I worked as a cashier in a grocery store when I was in high school. At our
store we had two "main" express lines, one for twelve items or fewer, one for
eight. Except for very quiet times, when there was only one cashier on duty,
the twelve item line was open and the eight item line wasn't. (Any of the
other lines could also be turned into express lines by setting a switch at the
register, but they were less clearly marked, so lots of customers didn't
notice them. They were only rarely activated.)

Your intuitions square with mine: payment was usually the biggest time sink,
especially with checks and cards. Still, there were plenty of sources of
variation: some items were hard to scan quickly, some customers had more
produce that needed to be weighed, sometimes an item wasn't in the database or
there was a dispute about its price and it needed to be checked, some lines
had baggers--excuse me, service clerks--and some didn't.

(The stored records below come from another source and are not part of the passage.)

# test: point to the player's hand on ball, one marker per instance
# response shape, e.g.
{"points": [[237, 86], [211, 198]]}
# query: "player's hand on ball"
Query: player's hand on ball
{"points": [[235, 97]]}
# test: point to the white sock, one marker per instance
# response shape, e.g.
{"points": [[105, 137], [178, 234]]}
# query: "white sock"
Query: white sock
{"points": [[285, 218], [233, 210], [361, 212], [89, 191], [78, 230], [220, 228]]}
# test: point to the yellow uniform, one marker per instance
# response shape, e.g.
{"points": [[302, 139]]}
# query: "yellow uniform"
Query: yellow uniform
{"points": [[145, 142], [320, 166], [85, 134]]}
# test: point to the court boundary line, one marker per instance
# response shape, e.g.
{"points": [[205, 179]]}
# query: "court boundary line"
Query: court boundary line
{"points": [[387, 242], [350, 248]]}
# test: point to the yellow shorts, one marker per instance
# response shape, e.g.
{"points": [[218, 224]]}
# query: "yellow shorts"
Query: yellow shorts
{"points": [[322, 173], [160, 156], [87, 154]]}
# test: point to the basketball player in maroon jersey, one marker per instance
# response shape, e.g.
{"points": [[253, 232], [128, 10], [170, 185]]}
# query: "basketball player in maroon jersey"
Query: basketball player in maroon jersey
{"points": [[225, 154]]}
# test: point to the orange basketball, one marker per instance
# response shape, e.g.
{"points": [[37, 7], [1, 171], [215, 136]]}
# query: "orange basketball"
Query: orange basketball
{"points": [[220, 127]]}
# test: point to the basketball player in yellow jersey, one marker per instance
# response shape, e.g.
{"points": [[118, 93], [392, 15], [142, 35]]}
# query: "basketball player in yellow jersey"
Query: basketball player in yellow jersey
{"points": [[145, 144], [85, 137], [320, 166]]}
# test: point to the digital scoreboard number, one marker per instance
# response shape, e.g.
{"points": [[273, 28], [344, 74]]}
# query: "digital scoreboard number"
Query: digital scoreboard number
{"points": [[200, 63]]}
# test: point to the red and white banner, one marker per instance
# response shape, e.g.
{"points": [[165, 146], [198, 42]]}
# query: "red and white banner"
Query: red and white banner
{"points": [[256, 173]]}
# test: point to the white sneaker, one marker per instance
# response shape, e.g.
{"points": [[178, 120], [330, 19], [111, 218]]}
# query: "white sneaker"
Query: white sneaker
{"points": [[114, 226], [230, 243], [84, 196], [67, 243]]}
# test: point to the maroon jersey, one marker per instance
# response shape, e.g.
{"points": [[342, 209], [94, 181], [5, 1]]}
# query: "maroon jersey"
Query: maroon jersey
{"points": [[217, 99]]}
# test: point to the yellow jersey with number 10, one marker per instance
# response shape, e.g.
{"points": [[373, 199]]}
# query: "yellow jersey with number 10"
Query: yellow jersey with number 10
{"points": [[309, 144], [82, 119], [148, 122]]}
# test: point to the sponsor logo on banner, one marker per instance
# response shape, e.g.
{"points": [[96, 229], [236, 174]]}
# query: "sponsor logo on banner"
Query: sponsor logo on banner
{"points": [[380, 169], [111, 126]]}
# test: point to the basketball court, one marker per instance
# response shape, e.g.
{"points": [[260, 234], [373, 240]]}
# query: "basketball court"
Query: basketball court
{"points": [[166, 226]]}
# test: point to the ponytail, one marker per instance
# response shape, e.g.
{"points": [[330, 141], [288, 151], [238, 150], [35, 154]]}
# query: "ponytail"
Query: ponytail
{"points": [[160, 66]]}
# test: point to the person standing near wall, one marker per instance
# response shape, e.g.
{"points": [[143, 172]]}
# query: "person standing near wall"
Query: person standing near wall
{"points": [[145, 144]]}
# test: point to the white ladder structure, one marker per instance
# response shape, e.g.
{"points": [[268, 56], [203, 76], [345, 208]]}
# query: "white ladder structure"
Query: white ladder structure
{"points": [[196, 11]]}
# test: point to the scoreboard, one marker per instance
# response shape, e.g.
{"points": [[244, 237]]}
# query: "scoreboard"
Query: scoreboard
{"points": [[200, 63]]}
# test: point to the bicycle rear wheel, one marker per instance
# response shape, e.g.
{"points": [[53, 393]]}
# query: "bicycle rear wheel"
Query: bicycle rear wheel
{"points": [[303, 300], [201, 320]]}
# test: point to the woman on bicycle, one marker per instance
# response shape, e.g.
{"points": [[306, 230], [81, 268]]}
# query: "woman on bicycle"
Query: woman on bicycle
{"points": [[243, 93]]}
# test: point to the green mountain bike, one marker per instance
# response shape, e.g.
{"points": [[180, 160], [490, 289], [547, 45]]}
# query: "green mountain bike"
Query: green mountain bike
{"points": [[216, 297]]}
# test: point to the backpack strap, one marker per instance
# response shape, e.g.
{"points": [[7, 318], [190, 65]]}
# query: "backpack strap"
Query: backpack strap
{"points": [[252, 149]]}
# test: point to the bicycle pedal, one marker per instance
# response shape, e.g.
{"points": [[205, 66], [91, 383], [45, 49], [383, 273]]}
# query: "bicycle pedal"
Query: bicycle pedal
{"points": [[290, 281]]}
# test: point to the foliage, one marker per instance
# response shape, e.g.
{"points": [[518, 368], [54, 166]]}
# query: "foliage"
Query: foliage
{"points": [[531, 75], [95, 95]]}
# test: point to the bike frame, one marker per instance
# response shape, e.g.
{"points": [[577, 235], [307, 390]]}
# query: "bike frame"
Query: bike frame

And, of course, some cashiers were just faster than others. Interestingly,
there was no clear pattern here. Experience (having produce codes memorized,
knowing how to scan tricky items or even having their UPC codes memorized, and
being good at counting cash quickly and accurately) played a role. Mostly,
however, people seemed to be intrinsically motivated to do their work well, or
else they weren't. We high school kids weren't collectively faster or slower
than the "old people."

Some customers were faster than others too: cash payment was definitely faster
than card, and both were much faster than check. (This was 15 odd years ago;
card is likely faster than it used to be, but likely still slower than cash.)
Some customers insisted on paying with exact change, and many of them would
take their sweet time doing so. Also, some customers would come with lots of
coupons, which would take time to scan.

My hunch at the time was that we'd have gotten better throughput by keeping
the eight item line open, cash-only, no coupons. I think I was probably right,
given the constraints: we were going to have an express line, regardless of
whether it was really more efficient or not. Might as well optimize it.

Now, I think that several feeder lines would be more efficient. Maybe just two
(express and regular), maybe three or four (although I distrust people's
honesty as well as their ability to count).

<http://blog.mrmeyer.com/?p=4646> has shown up on HN at least twice, and it's
worth reading.

------
albemuth
That time were there was an onslaught of erlang articles on HN there was one
called something like "Erlang the movie", for some reason Erlang telephony
videos make me happy :)